Shi Huilan, Jia Junya, Li Dong, Wei Li, Shang Wenya, Zheng Zhenfeng
Department of Radiology, Tianjin Medical University General Hospital, No.154, Anshan Road, Heping District, Tianjin, People's Republic of China.
Department of Nephrology, Tianjin Medical University General Hospital, No.154, Anshan Road, Heping District, Tianjin, People's Republic of China.
BMC Nephrol. 2018 Feb 9;19(1):33. doi: 10.1186/s12882-017-0787-z.
Precise renal histopathological diagnosis will guide therapy strategy in patients with lupus nephritis. Blood oxygen level dependent (BOLD) magnetic resonance imaging (MRI) has been applicable noninvasive technique in renal disease. This current study was performed to explore whether BOLD MRI could contribute to diagnose renal pathological pattern.
Adult patients with lupus nephritis renal pathological diagnosis were recruited for this study. Renal biopsy tissues were assessed based on the lupus nephritis ISN/RPS 2003 classification. The Blood oxygen level dependent magnetic resonance imaging (BOLD-MRI) was used to obtain functional magnetic resonance parameter, R2* values. Several functions of R2* values were calculated and used to construct algorithmic models for renal pathological patterns. In addition, the algorithmic models were compared as to their diagnostic capability.
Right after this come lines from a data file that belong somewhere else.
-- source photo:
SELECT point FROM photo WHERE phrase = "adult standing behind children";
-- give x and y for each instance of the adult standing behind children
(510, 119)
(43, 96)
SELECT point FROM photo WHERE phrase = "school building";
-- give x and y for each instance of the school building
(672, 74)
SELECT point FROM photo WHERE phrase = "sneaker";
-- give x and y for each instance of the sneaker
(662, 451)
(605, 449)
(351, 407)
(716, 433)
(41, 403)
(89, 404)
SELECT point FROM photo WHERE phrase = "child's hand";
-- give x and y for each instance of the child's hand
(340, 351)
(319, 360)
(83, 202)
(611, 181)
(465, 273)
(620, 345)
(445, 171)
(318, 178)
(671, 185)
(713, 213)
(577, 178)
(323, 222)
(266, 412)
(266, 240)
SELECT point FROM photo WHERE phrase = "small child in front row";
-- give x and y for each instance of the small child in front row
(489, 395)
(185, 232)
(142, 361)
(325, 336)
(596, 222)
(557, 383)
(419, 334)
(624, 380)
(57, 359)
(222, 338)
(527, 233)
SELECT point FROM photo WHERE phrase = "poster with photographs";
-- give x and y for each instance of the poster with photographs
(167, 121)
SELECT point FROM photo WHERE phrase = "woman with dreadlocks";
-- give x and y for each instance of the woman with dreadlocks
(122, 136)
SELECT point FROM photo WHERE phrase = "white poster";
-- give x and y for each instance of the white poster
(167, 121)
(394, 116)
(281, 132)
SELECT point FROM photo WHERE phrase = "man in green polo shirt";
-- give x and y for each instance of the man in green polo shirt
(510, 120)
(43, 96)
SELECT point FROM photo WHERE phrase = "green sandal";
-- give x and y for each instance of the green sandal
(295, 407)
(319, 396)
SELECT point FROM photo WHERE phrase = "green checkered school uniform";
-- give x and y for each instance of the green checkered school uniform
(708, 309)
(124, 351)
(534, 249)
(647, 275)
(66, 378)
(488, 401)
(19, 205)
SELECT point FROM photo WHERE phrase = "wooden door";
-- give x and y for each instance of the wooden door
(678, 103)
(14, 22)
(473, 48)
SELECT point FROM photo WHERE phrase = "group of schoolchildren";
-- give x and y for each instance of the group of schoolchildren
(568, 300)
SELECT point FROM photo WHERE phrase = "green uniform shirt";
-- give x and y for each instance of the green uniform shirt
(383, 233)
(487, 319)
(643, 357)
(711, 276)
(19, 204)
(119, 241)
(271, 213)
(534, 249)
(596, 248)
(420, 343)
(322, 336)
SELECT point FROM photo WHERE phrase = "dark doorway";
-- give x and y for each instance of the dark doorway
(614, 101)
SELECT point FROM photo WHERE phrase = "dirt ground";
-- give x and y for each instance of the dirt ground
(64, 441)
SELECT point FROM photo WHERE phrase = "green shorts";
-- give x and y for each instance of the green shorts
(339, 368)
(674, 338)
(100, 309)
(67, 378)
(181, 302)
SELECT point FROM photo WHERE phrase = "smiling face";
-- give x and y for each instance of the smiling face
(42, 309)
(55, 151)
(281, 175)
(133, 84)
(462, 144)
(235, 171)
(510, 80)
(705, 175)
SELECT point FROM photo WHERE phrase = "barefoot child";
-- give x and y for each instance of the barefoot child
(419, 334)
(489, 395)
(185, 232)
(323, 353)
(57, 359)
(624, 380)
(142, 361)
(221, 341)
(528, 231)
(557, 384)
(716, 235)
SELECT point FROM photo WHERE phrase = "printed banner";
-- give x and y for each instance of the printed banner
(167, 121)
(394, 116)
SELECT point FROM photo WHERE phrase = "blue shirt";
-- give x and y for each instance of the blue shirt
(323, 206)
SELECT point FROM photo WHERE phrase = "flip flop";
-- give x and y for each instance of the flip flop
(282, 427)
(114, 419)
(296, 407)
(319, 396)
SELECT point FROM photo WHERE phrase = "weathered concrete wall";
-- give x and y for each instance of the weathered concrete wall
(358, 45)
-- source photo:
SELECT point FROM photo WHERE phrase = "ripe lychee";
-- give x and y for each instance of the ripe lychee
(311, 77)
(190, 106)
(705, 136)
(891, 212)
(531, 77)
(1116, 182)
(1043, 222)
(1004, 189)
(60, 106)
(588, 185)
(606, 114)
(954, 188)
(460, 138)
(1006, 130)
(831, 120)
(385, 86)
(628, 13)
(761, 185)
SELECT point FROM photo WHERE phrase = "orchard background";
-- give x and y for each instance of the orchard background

Both Histopathology and BOLD MRI were used to examine a total of twelve patients. Renal pathological patterns included five classes III (including 3 as class III + V) and seven classes IV (including 4 as class IV + V). Three algorithmic models, including decision tree, line discriminant, and logistic regression, were constructed to distinguish the renal pathological pattern of class III and class IV. The sensitivity of the decision tree model was better than that of the line discriminant model (71.87% vs 59.48%, P < 0.001) and inferior to that of the Logistic regression model (71.87% vs 78.71%, P < 0.001). The specificity of decision tree model was equivalent to that of the line discriminant model (63.87% vs 63.73%, P = 0.939) and higher than that of the logistic regression model (63.87% vs 38.0%, P < 0.001). The Area under the ROC curve (AUROCC) of the decision tree model was greater than that of the line discriminant model (0.765 vs 0.629, P < 0.001) and logistic regression model (0.765 vs 0.662, P < 0.001).
BOLD MRI is a useful non-invasive imaging technique for the evaluation of lupus nephritis. Decision tree models constructed using functions of R2* values may facilitate the prediction of renal pathological patterns.
精确的肾脏组织病理学诊断将指导狼疮性肾炎患者的治疗策略。血氧水平依赖(BOLD)磁共振成像(MRI)已成为肾脏疾病中一种适用的非侵入性技术。本研究旨在探讨BOLD MRI是否有助于诊断肾脏病理类型。
招募患有狼疮性肾炎且经肾脏病理诊断的成年患者进行本研究。根据2003年狼疮性肾炎国际肾脏病学会/肾脏病理学会(ISN/RPS)分类对肾活检组织进行评估。使用血氧水平依赖磁共振成像(BOLD-MRI)获取功能磁共振参数R2值。计算R2值的几个函数,并用于构建肾脏病理类型的算法模型。此外,对算法模型的诊断能力进行比较。
组织病理学和BOLD MRI共检查了12例患者。肾脏病理类型包括5例III级(其中3例为III+V级)和7例IV级(其中4例为IV+V级)。构建了三种算法模型,包括决策树、线性判别和逻辑回归,以区分III级和IV级肾脏病理类型。决策树模型的敏感性优于线性判别模型(71.87%对59.